Una completa locura.




Y no es solo el virtuosismo de los músicos lo que exalta el resultado, sino el camino que transcurre desde inicios del álbum. La apertura del Wurlitzer y la consiguiente entrada de la batería en Vog, la primera canción, da la impresión de enfrentar un disco muy Stevie Wonder, lleno de energía funk, pero la trama se hace espesa cada segundo; el B3 y la guitarra con wah acentúan la sensación de densidad, y la melodía aparece con una extraña mezcla de influencias, armonizaciones contemporáneas y libertades que se reconocen en los dos grupos, en SHT y en el trío.
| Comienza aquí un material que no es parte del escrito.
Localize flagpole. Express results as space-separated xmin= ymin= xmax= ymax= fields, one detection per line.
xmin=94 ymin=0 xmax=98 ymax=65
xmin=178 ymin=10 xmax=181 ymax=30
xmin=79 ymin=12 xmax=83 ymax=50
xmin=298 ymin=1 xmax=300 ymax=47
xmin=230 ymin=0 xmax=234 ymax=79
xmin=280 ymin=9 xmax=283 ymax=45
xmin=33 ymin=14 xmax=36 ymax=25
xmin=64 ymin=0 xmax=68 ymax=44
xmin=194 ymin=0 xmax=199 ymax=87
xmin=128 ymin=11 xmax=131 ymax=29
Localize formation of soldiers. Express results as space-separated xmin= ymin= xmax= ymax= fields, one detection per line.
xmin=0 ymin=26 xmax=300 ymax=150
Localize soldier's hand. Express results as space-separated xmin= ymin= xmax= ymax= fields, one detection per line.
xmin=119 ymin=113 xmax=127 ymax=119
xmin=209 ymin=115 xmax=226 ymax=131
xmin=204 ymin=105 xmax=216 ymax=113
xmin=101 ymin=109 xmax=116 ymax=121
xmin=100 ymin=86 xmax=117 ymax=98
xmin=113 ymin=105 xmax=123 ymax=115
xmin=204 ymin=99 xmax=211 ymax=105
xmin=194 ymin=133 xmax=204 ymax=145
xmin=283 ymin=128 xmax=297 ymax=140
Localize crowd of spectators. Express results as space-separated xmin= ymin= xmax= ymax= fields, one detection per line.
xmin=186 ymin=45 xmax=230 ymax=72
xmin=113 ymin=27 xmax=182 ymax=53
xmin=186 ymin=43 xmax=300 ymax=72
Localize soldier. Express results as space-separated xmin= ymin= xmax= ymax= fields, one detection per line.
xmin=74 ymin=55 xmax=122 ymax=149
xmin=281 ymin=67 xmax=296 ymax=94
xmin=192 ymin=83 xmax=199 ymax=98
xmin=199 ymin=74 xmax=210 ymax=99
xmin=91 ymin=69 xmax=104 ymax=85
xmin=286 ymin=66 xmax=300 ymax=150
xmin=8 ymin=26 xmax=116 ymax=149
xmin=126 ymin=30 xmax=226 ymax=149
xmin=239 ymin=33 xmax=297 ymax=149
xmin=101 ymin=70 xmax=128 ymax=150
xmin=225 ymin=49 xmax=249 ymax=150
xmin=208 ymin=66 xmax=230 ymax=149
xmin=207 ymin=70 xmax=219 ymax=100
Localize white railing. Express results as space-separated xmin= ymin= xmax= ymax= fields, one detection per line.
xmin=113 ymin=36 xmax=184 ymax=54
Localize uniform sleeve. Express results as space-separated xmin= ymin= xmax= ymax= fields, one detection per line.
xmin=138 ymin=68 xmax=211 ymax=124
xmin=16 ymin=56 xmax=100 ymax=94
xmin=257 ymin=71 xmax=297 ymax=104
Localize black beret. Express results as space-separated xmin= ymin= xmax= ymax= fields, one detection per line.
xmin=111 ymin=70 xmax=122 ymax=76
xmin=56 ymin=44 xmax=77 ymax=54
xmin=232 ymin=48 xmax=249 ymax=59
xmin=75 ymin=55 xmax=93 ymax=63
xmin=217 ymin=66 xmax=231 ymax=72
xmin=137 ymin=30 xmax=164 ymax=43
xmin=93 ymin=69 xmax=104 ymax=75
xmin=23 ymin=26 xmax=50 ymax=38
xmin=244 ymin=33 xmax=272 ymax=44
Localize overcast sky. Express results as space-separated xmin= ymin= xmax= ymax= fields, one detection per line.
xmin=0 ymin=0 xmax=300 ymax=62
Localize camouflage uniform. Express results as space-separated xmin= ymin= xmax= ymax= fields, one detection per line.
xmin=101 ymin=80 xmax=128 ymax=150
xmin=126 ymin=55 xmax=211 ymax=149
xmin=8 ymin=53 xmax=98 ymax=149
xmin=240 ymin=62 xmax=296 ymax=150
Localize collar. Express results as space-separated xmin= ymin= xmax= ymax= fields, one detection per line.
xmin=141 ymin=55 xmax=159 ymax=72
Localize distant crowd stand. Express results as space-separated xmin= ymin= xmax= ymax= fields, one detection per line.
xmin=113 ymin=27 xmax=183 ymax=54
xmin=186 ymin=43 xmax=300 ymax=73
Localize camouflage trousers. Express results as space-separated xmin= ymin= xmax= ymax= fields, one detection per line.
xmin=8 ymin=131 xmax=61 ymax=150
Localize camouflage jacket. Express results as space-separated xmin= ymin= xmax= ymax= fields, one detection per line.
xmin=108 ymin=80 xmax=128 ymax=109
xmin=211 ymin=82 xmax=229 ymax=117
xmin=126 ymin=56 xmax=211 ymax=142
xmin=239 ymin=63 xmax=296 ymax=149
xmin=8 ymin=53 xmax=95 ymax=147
Sin embargo, el aporte de uno y otro rebasa ambas bandas y el sonido del disco se potencia apoyando el de cada solista en el otro.




La fuerza emotiva y armónica del disco desbordó en cantidad de elogios de la prensa especializada, catalogando el disco como el renacimiento del género, perdido en algún momento muchos años atrás sin que se creyera posible revivirlo sin caer en clichés.
El aporte de Michelle Johnson y Gloria Tropp en las voces de algunos de los temas amplía el valor explorador del disco, alternando entre la contemporaneidad y la revolución, con toques expresionistas-rockero-funkeros que simplemente se salen del común.




A medida que él disco avanza uno no deja de sorprenderse. Salen uno a uno los recursos, las ideas, pasan de un estructura abierta a un blues de forma impecable pero aterradoramente extraña para quien espera algo predecible, sortean los problemas del genero como si no existieran y mantienen en todo momento el interés del oyente, con cambios rítmicos y de intensidad de una a otra canción.




Free Lance Brown, con su increíble y fluctuante feelin’ entre funk y latin, el apoyo de un bajo que da todo el peso necesario y las voces precisas e impredecibles dan el toque final. En Gloria Ascending la mezcla entre la guitarra experimental, el órgano constante y la voz crean una atmósfera fuerte, indescriptible. Slow blues for Fuzy’s mama, Pineapple, 122 St. Marks completan el lado funk neto, el más fuerte, y los demás temas desvarían entre la cordura y la locura.



Según la revista Guitar Player, un Disco de Destino, uno de los más influyentes de los últimos 30 años. Un disco para escuchar más de una vez, y más allá de analizarlo y aprenderlo como disco de estudio, para el disfrute abierto y descarado de aquello que sorprende y emociona.